Por el rabillo del ojo percibió movimiento al otro lado. Con un revés golpeó a un tambaleante borracho a un lado del cuello.
— ¡Vamos! ¡Hacia las tiendas de los comandantes! ¡Ahora!
Sus hombres abandonaron al enemigo al que estaban diezmando para seguirla. Kahlan saltaba con Nick por encima de hombres, hogueras y carros abollados. Los hombres la seguían sin pararse a matar a los confusos, aterrorizados y borrachos d’haranianos que pululaban por el campamento, pero eliminaban a cualquiera de ellos que les entorpeciera el paso. A veces no les quedaba otro remedio que encarar conatos de resistencia.
Las grandes tiendas de los comandantes estaban rodeadas por galeanos. Vigilaban a unos quince hombres a punta de espada. Ante ellos yacían al menos treinta cuerpos de espaldas a la nieve en ordenada hilera.
Otros galeanos estaban arrojando estandartes guerreros y banderas a una gran pila que ya ardía. Sobre la nieve se veían barriles vacíos desparramados. Cuando se había producido el ataque, los oficiales no habían impartido órdenes. El ejército de la Orden Imperial estaba huérfano de dirección.
El teniente Sloan señaló con la espada la hilera de cuerpos.
— Esos oficiales ya estaban muertos; envenenados. Los otros aún seguían con vida, aunque también están tocados. Los encontramos a todos acostados en sus tiendas. Hemos tenido que obligarlos a levantarse. Nos pidieron más ron, ¿podéis creerlo? Aquí los tenéis, tal como ordenasteis.
Kahlan examinó los rostros de los cuerpos tendidos en la nieve, pero no vio a quien buscaba. Entonces escrutó los semblantes de los prisioneros. Pero tampoco estaba entre ellos.
— ¿Dónde está Riggs? —preguntó con su cara de Confesora a un oficial kelta situado a un extremo de la fila.

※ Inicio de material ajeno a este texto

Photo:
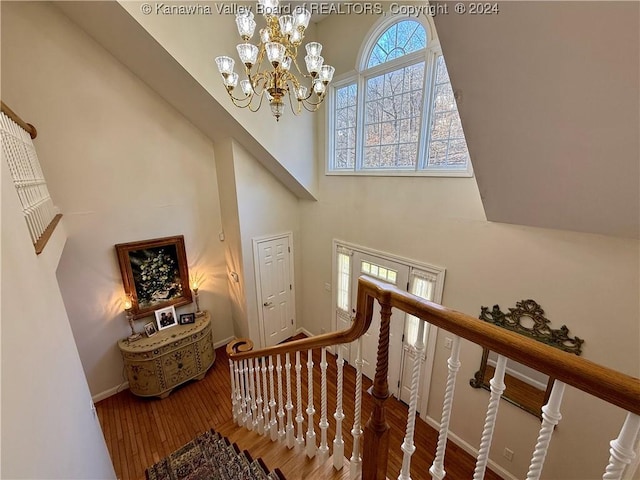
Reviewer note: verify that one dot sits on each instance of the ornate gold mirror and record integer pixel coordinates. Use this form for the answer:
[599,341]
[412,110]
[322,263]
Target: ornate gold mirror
[526,387]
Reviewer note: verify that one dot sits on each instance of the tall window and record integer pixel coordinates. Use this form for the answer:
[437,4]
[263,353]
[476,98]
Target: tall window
[398,114]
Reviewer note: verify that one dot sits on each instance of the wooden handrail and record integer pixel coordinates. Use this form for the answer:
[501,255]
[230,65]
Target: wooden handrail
[237,349]
[602,382]
[33,133]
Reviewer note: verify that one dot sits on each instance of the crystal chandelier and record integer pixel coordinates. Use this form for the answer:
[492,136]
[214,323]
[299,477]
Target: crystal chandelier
[279,42]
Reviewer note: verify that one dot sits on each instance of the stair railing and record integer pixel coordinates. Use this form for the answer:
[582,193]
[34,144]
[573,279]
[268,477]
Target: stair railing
[609,385]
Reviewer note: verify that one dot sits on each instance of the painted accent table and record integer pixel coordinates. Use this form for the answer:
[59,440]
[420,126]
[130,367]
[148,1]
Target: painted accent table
[155,365]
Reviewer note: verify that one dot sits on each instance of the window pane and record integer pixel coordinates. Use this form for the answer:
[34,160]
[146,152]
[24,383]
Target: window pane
[400,39]
[344,279]
[393,111]
[345,128]
[447,145]
[423,288]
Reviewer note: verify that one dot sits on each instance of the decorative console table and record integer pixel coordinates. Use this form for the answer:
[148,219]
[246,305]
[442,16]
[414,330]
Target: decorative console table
[156,365]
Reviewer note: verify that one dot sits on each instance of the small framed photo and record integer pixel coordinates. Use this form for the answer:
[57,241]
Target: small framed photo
[166,317]
[151,329]
[187,318]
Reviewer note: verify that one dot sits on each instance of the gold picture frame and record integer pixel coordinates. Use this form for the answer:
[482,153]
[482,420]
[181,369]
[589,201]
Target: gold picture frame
[155,274]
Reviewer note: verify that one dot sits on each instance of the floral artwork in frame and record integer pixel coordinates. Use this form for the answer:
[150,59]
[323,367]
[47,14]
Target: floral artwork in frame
[166,317]
[151,329]
[155,274]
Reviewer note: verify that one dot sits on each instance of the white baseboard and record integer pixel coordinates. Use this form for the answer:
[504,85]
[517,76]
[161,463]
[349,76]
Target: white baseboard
[305,331]
[111,391]
[224,342]
[470,449]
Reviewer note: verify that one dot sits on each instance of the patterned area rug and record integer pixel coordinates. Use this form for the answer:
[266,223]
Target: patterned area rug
[210,457]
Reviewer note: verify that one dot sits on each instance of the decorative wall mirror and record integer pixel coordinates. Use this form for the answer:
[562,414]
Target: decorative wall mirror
[526,387]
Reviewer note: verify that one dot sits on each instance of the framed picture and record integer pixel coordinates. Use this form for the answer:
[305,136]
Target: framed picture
[166,317]
[151,329]
[186,318]
[155,274]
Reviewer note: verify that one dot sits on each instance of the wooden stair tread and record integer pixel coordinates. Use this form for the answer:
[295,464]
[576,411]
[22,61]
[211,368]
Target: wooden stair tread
[293,463]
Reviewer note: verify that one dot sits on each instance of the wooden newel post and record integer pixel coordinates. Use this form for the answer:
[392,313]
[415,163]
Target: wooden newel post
[376,431]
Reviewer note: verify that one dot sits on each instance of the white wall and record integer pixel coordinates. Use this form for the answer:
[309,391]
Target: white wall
[254,204]
[588,282]
[48,427]
[194,41]
[122,165]
[265,207]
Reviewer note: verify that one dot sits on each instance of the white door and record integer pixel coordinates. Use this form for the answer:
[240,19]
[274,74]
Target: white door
[275,289]
[396,274]
[421,284]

El oficial le lanzó una iracunda mirada y le escupió. Kahlan alzó la vista hacia el galeano que lo guardaba y se pasó un dedo por la garganta. El galeano no vaciló. Inmediatamente el oficial se desplomó.
La mirada de Kahlan se posó en el siguiente hombre, al que formuló la misma pregunta:
— ¿Dónde está Riggs?
— ¡No lo sé! —repuso el interpelado, mirando en todas direcciones.
Nuevamente Kahlan se pasó un dedo por la garganta. Mientras el oficial caía, miró al siguiente hombre, un comandante d’haraniano.
— ¿Dónde está Riggs?
El comandante miraba horrorizado no a los dos cuerpos sangrantes que yacían junto a él, sino a la mujer que él tomaba por un fantasma. Se humedeció los labios y respondió:
— Fue herido por la Madre Confesora, quiero decir por vos. —Su voz tembló para añadir—: Cuando… cuando estabais viva.
— ¿Dónde está?
El oficial se estremeció y negó vigorosamente con la cabeza.
— ¡No lo sé, gran espíritu! El caballo le hirió en la cara y está siendo atendido por los cirujanos. No sé dónde están sus tiendas.
— ¿Quién sabe dónde están las tiendas de los cirujanos?
Muchos temblaron y se estremecieron mientras sacudían la cabeza. Kahlan fue recorriendo la fila de oficiales montada en el caballo. Finalmente se detuvo ante alguien que conocía.
— General Karsh, me alegra mucho volverte a ver. ¿Dónde está el general Riggs?
— No te lo diría aunque lo supiera. —El hombre sonrió al tiempo que le lanzaba una lasciva mirada—. Tienes mucho mejor cuerpo del que imaginaba. ¿Por qué eres la puta de esos desgraciados? Con nosotros irías mucho mejor servida que con estos niños.
El hombre que lo guardaba le retorció el brazo hasta hacerlo gritar de dolor.
— ¡Habla con más respeto a la Madre Confesora, cerdo kelta!
— ¿Respeto? ¿Respeto por una buscona con una espada? ¡Nunca!
Kahlan se inclinó hacia él para decirle:
— Estos «niños», como tú los llamas, os han hecho prisioneros. Cualquiera de ellos es más hombre que tú, Karsh.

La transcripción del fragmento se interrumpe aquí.